Live sports remain some of the most popular programming on cable. Despite the big numbers that events like the FIFA World Cup and College Football Championship draw in ratings, ESPN is seeing the impact of cord cutting and cord shaving on its business. That's why Walt Disney (NYSE:DIS) CEO Bob Iger was recently compelled to say ESPN could be sold directly to consumers one day. That day is still at least five years out, he said on CNBC.
It's a business model popularized by Netflix and taken up by old-media stalwarts like Time Warner and CBS, who've released HBO, Showtime, and CBS as over-the-top streaming services. But ESPN makes so much from cable subscriptions that it would be a bit more risky for the company to go over the top compared to what's currently available.
In 2011, cable and satellite companies beamed ESPN into over 100 million American households -- nearly every pay-TV subscriber had it in their package. In July of this year, that number fell under 93 million. In just the last year, ESPN has lost 3.2 million subscribers.
Not all of those losses are from cord cutters. The trend of cord shaving -- where consumers select smaller cable bundles without lots of sports programming -- has had a much bigger impact on its business. ESPN's business model relies on getting most cable subscribers to pay for its networks, regardless of whether they watched them or not.
With more consumers selecting bundles that don't include ESPN, ESPN is seeing its subscribers concentrate more toward households that actually watch its networks. That will ease the transition if ESPN moves to an a la carte model.

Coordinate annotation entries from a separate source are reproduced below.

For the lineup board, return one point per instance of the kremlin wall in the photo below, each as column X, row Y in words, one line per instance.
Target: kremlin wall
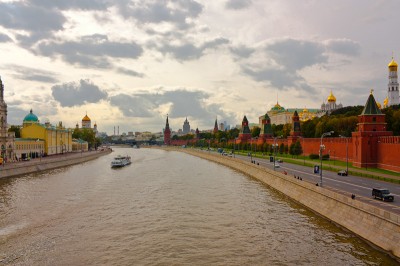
column 371, row 146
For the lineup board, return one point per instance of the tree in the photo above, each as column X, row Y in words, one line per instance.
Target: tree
column 255, row 132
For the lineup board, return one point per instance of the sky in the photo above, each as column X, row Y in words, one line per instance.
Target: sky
column 129, row 63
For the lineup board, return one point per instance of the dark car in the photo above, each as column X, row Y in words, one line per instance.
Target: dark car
column 383, row 194
column 343, row 173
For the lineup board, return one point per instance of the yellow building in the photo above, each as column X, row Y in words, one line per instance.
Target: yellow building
column 28, row 148
column 57, row 139
column 79, row 145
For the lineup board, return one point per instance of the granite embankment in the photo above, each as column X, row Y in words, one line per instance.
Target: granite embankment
column 48, row 163
column 380, row 227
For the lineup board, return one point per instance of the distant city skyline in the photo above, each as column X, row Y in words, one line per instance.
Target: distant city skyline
column 130, row 63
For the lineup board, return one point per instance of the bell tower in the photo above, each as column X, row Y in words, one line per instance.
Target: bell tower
column 393, row 85
column 167, row 133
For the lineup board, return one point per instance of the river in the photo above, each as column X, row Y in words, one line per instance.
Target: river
column 166, row 208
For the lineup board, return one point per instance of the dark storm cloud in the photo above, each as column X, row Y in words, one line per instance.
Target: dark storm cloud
column 76, row 94
column 177, row 11
column 92, row 50
column 5, row 38
column 130, row 72
column 189, row 51
column 344, row 46
column 32, row 74
column 297, row 54
column 237, row 4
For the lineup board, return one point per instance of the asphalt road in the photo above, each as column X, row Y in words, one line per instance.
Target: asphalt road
column 359, row 186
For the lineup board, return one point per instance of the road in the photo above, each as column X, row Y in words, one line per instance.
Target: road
column 359, row 186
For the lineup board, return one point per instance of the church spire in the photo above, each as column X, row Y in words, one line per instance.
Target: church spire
column 216, row 126
column 1, row 91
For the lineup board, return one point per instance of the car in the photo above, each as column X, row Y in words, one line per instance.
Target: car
column 343, row 173
column 383, row 194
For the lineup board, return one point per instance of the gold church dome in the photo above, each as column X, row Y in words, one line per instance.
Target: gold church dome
column 385, row 102
column 86, row 118
column 331, row 98
column 392, row 63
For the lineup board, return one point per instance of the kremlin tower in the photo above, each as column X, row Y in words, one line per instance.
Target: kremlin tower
column 167, row 133
column 393, row 85
column 215, row 126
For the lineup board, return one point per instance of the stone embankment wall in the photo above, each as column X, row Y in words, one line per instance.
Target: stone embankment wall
column 48, row 163
column 380, row 227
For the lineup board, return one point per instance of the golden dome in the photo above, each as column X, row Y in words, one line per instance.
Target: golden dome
column 86, row 118
column 392, row 63
column 331, row 98
column 385, row 102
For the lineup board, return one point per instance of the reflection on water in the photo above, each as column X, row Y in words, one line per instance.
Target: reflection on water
column 165, row 208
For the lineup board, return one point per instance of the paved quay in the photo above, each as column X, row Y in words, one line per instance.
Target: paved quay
column 49, row 162
column 377, row 226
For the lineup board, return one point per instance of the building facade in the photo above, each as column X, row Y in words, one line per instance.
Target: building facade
column 57, row 139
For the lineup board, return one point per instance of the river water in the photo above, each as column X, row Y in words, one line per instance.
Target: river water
column 166, row 208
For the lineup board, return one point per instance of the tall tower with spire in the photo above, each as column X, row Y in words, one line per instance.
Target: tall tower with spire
column 371, row 125
column 215, row 126
column 186, row 127
column 6, row 138
column 393, row 85
column 167, row 133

Comparatively, HBO and Showtime offer their channels a la carte already as an add-on to any cable subscription. The move to over-the-top streaming didn't carry as much risk of losing subscribers because anyone receiving those channels already intends to watch them. The case is similar with Netflix, which most viewers subscribe to very similarly to HBO and Showtime -- i.e., as if it were a premium network.
Why ESPN would work a la carte
ESPN is one of the few networks that could survive in an a la carte TV world. Its exclusive rights to broadcast events like the BCS playoffs, Monday Night Football, certain NBA games and playoffs, and the FIFA World Cup make it a must-subscribe for many sports fans. That's provided the company with lots of pricing leverage, and it now charges the average subscriber $6.61 per month for its flagship network. The next closest network doesn't even charge $2 per subscriber.
A recent survey by DigitalSmiths found that 35.7% of cable subscribers would buy ESPN a la carte. A recent Reuters/Ipsos poll found that 40% would be willing to pay $10 per month for ESPN. But basic math tells us ESPN would have to charge more than $15 per month to maintain its current revenue.
But going online could provide an added benefit that HBO, Showtime, and Netflix don't have access to. Since sports are watched live and have natural breaks in the action, ESPN is able to show commercials. The shift to online video ads from television ad spending is just getting underway, but within five years, we should see a significant shift in ad spending as it catches up with time spent viewing videos online.
ESPN could use targeting data to produce higher average ad prices online than it sees from television broadcasts. That could help make up for lower revenue from subscriptions.
The infrastructure is already there
ESPN has built out its streaming infrastructure over the last decade, starting with ESPN360.com, which eventually became WatchESPN. It offered American cricket fans the chance to stream the Cricket World Cup this winter without the need for a cable subscription, so it has the payment processing and customer service infrastructure experience from that.
ESPN has already negotiated robust streaming rights with the NBA and MLS in recent contract renewals. Watch for ESPN to obtain even more exclusive streaming rights from other leagues going forward. With those in hand, ESPN will be able to go a la carte whenever it makes financial sense.